Hovan instructed Bosch to sit at one end of the table so he would be visible to all who would gather for the briefing. Lourdes took the seat to his right, and the rest of the SFPD team took the chairs down that side of the table. Valdez came in and dropped the A section of the Times on the table in front of Bosch and then sat down.

The story had been a front-page lead, its headline a kick to Bosch’s gut.

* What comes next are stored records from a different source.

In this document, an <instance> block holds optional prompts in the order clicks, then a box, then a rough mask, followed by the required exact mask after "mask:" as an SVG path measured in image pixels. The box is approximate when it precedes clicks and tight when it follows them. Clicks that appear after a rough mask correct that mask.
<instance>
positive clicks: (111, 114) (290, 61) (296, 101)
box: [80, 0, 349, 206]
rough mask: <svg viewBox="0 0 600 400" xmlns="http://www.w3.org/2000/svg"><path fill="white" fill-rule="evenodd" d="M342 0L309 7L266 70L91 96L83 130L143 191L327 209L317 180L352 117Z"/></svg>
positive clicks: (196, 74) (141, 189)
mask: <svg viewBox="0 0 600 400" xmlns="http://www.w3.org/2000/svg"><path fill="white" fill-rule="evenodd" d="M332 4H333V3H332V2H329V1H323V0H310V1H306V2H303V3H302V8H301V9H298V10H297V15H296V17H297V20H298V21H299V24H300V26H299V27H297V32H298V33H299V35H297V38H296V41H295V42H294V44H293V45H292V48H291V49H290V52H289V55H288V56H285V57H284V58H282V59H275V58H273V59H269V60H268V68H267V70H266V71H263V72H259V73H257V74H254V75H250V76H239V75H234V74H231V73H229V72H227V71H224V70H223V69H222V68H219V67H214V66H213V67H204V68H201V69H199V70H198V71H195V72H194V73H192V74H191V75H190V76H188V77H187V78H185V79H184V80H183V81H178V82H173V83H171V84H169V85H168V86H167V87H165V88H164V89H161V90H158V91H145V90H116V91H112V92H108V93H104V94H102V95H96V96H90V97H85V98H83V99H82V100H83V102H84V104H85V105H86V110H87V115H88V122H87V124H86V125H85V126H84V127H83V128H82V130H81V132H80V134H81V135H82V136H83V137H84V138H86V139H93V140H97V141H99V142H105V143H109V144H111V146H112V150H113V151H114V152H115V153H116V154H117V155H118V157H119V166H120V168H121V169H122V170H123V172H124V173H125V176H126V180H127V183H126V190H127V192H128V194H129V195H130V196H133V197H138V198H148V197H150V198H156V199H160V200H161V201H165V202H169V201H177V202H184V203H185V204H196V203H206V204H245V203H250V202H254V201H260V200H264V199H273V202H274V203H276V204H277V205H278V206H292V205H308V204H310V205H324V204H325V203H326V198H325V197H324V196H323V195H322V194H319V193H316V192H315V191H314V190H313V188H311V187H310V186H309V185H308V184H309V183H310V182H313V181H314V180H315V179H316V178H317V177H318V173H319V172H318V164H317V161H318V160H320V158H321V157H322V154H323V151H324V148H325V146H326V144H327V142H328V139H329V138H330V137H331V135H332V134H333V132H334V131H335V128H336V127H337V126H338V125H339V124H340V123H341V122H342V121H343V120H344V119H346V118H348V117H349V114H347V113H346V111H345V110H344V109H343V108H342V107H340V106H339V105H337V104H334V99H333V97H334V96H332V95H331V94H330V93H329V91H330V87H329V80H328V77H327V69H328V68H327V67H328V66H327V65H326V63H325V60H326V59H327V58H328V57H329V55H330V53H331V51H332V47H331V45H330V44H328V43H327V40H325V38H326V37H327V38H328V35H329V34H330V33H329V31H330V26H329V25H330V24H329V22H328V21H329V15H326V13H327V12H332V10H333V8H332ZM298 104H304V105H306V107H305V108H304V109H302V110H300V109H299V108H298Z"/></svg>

He tried to read it as agents and officers started to file into the command post and take seats.

D.A. Cites DNA, Police Misconduct; Will Vacate Death Penalty

By David Ramsey, Times Staff Writer

A man sentenced to death for a 1987 rape and murder of a Toluca Lake actress may walk free as early as Wednesday when prosecutors cite new DNA evidence and misconduct on the part of the Los Angeles police and ask a judge to vacate the conviction.

The Los Angeles County District Attorney’s Office has requested the Superior Court hearing in the case of Preston Borders, who has been imprisoned since his arrest almost 30 years ago. Borders had exhausted all appeals in the case and was languishing on death row at San Quentin until the D.A.’s newly created Conviction Integrity Unit decided to review his claims that he was framed for the murder of Danielle Skyler.

Skyler was found raped and murdered in her apartment in Toluca Lake. Borders was an acquaintance who had previously dated her and was tied to the crime when jewelry allegedly taken from the victim during the assault was found hidden in his apartment. In a case built entirely on circumstantial evidence, Borders was convicted after a one-week trial and later sentenced to death.